La Conseillère scientifique du Président du Groupe de la BID, Hayat Sindi, a indiqué, à cette occasion, que le fonds ” Transform ” fonctionnera conformément aux objectifs de développement durable de l’ONU, plus précisément pour la réalisation dans l’ensemble du monde en développement d’une plus grande sécurité alimentaire, une vie plus saine, une éducation inclusive et équitable, une gestion durable de l’eau et de l’assainissement, l’accès à une énergie abordable et propre, et une industrialisation durable.

Ce fonds permet, en outre, de fournir les fonds de démarrage aux start-ups et les petites et moyennes entreprises (PME) pour leur permettre de développer leurs idées et faciliter la commercialisation de la technologie pour les Etats membres de la BID.
On a besoin d’avoir des jeunes qui présentent des idées innovatrices dans différents secteurs, tels que l’énergie, l’eau, l’éducation, l’agriculture, l’infrastructure et la santé “, a encore souligné la Conseillère scientifique du Président du Groupe de la BID.
Hayat Sindi a précisé que les projets soutenus par le fonds ” Transform ” bénéficieront considérablement aux communautés locales des pays membres de la BID, ainsi qu’aux communautés musulmanes dans les pays non membres.

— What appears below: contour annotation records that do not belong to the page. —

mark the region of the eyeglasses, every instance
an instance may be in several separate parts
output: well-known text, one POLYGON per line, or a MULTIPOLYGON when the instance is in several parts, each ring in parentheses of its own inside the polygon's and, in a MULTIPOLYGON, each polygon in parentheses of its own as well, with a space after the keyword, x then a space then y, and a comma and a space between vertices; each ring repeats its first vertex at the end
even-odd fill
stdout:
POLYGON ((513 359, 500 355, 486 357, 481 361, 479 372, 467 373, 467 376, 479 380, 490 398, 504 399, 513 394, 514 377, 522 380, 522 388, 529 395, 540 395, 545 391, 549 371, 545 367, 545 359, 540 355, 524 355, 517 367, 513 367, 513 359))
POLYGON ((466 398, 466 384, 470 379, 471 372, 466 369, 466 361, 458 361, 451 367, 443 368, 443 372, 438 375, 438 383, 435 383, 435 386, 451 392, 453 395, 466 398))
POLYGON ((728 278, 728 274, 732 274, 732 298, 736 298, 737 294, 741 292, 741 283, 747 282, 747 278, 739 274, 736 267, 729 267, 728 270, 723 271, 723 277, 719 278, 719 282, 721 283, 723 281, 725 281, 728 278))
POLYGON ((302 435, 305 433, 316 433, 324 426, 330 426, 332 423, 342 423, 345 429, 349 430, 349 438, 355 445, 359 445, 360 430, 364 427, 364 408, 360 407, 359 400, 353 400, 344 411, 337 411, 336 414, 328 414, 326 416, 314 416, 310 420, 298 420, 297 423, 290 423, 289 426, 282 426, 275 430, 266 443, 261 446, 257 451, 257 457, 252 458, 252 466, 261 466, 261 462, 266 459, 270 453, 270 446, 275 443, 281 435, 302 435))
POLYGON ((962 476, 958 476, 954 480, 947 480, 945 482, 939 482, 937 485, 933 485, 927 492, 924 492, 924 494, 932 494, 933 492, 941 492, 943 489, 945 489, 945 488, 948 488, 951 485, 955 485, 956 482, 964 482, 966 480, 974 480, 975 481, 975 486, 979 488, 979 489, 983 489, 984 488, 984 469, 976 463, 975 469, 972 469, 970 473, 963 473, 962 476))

Elle a fait savoir que les demandes de financement de ce nouveau fonds sont ouvertes, via son site internet, à tous les innovateurs, scientifiques, PME, entreprises privées, ONG, gouvernements et établissements universitaires.

De son côté, le Président de la BID, Bandar Hajjar, a avancé que le fonds ” Transform ” va permettre d’impulser le développement inclusif et durable des pays.
Il a mis l’accent, à cette occasion, sur la nécessité d’apporter un véritable soutien financier aux secteurs de la science et de la technologie.
Le Président de la BID a indiqué que ” Transform ” veillera à ce que les 57 membres de la banque aient accès à un flux de financement vital pour les aider à financer des idées novatrices liées à des solutions réelles de développement.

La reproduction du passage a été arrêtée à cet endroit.